Sementara itu, Kepala UPT PJJ Madiun, Jarwoto mengatakan, saat ini pihaknya masih fokus pada penanganan darurat berupa pembersihan material longsor dan perbaikan jalan agar tetap bisa dilalui.
Ia mengakui, solusi paling aman sebenarnya adalah relokasi jalur. Namun, hal tersebut membutuhkan waktu panjang serta anggaran besar karena harus membangun ruas baru.
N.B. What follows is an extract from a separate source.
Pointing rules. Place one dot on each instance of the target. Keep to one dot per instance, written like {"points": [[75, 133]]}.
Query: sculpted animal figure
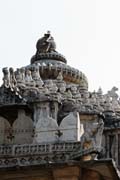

“Sebenarnya yang paling aman adalah relokasi sesuai hasil kajian akademisi. Tapi saat ini kita hanya bisa melakukan pembersihan material longsor agar tidak mengganggu lalu lintas,” tandasnya.
Diketahui, pada 14 April lalu terdapat sedikitnya sembilan titik longsor di wilayah Kecamatan Slahung, mayoritas berada di sepanjang Jalan Raya Ponorogo-Pacitan.